To quote Deere's response to this common argument, (entire quote can be viewed here)
"At first glance, this reason for rejecting the gifts of the Spirit looks like a biblical argument, but ultimately it is not. At best it is a confession of a lack of experience. The argument simply says that I do not see or hear of a contemporary ministry that has New Testament-quality miracles. But my limited experience cannot be used as a proof that no such ministry exists today." 
But the most important for our readers:     
Despite the fact the Bible never categorizes the manifestations of the Spirit as "apostolic gifts" or "sign gifts", you have unfairly and persistently assumed that category on our discussion from the beginning--without having to defend its use first-- for me or our readers. 
I'd like to point out to the reader that the assumed yet undefended use of that category is an interpretation based in non-experience and theological prejudice forced on both the Bible and this conversation, but that truly stems from the cessationist tradition (interpretation of past and present historical experience), not from clear definitions or categories that Scripture teaches.   
However, arguments from experience (esp. eye witness testimony) can be very credible as J.P. Moreland noted in this quote about the vast evidence of contemporary miracles and the idea of "rejecting beliefs that have enough rational support to make them intellectually obligatory to believe."  
My question for you Frank is this:
All things considered, why should I or our readers consider your arguments from experience (or lack of experience) to be more intellectually obligatory to believe than say Wayne Grudem's and several others' testimonies of dealing with people who are demonized, my friend Michael Miller's testimony of seeing a deaf woman healed in Africa a few weeks ago, J.P. Moreland's testimony in his book, Matt Chandler and Bob Hamp's testimony, or my own testimony?
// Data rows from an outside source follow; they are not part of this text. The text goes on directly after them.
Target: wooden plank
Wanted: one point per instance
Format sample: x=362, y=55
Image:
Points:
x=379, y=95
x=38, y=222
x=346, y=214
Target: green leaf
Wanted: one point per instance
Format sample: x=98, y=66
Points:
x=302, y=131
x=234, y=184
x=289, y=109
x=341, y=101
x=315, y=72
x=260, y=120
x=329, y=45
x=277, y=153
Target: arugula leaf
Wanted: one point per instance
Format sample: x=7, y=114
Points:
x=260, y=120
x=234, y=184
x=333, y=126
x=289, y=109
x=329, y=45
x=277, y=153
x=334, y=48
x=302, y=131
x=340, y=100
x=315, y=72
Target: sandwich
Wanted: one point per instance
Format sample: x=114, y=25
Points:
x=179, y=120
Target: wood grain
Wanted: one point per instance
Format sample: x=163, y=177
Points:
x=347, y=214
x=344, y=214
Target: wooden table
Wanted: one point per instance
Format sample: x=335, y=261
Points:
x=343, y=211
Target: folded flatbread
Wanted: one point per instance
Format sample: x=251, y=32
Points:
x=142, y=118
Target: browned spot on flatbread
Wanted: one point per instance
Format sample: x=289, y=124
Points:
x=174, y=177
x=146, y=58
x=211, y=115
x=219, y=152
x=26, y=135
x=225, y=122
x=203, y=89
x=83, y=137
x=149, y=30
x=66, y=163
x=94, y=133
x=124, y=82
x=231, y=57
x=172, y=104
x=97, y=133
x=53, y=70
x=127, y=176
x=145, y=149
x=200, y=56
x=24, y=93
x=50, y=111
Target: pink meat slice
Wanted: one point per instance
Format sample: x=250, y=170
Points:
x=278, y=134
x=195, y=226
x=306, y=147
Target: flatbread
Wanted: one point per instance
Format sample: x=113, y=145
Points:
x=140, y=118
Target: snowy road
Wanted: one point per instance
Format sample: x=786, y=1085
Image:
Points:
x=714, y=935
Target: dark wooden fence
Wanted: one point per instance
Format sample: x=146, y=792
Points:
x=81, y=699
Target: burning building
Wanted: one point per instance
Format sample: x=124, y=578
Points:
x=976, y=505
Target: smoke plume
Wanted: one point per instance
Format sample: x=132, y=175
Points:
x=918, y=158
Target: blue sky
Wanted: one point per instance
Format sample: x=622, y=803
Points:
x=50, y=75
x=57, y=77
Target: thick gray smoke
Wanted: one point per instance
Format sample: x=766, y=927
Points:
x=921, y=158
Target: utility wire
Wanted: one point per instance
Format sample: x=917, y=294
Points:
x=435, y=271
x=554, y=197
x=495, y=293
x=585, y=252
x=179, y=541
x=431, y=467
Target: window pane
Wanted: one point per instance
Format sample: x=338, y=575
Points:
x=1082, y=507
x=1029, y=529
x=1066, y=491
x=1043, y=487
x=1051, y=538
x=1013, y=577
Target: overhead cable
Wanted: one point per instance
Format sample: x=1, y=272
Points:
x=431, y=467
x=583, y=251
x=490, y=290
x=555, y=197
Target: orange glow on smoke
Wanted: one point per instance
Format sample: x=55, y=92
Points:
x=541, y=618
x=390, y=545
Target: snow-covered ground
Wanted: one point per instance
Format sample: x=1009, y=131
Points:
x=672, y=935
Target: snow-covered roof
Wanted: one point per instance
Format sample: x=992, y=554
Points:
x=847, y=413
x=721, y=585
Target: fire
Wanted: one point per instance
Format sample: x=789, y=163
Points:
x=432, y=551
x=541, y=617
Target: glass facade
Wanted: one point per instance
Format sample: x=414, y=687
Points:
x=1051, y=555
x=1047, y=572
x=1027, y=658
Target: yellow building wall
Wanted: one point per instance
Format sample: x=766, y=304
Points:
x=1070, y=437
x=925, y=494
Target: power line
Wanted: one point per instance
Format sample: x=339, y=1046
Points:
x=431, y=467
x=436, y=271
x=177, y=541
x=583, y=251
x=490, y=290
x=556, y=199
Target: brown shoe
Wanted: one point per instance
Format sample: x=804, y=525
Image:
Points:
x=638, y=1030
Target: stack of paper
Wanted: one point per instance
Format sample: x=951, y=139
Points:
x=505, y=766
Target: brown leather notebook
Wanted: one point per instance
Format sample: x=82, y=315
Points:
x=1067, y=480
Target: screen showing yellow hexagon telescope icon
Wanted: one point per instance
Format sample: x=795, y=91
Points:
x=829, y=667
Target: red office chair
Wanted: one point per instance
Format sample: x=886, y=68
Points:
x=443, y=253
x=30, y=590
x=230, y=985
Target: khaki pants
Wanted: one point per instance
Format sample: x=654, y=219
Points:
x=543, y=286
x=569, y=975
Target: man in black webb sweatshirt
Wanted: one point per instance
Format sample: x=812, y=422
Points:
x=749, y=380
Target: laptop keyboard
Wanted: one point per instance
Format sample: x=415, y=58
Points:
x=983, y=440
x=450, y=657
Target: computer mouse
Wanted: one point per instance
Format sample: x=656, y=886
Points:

There are a lot of things in the world which should make a clever person cringe.  The most shameful is misusing Scripture; the second is putting words in someone else's mouth.  In this long-form "question," Bryan, you apparently are not above either.

To the assertion you make of whether or not Scripture defines what "signs and wonders" are, and whether or not they are common gifts or special gifts, I'll be pleased for you to point out where anyone not verbally sent by God does any of the things Scripture calls "signs and wonders."  Because that list is woefully short (it may be empty), then I'll be pleased for you to finally admit that there is a difference between a miracle and providence, or between prophecy and wisdom -- because as I alluded to earlier in this exchange, you simply don't have adequate categories to distinguish these things even though Scripture does. See: this is what is at issue, really.  The question is whether or not we see the Christian life the way Scripture sees it, including whether or not we live by wisdom or inspiration, and whether we should expect the ordinary means of God's grace to outpace the extraordinary means of God's grace because one set is in fact ordinary and the other is in fact something else more rare and particularly special.

What I have said, repeatedly, is not that we should doubt your claims of prophecy or healing or tongues because we have not experienced them: what I have said is that we should doubt them because you yourself have confessed that your experiences are nothing like Acts 2, or Acts 20, or Luke 1 -- they are far less.  That's your explanation for what you experience, and on that basis -- that is, the basis of Scripture proving false something outside of Scripture which pretends to be inside a Scriptural category -- we should reject that which is false.

That's not an argument from experience: that's discernment.  Though it is a harsh assessment, it's clear with this question that it's another category your side will not exercise in order to convince others of your points.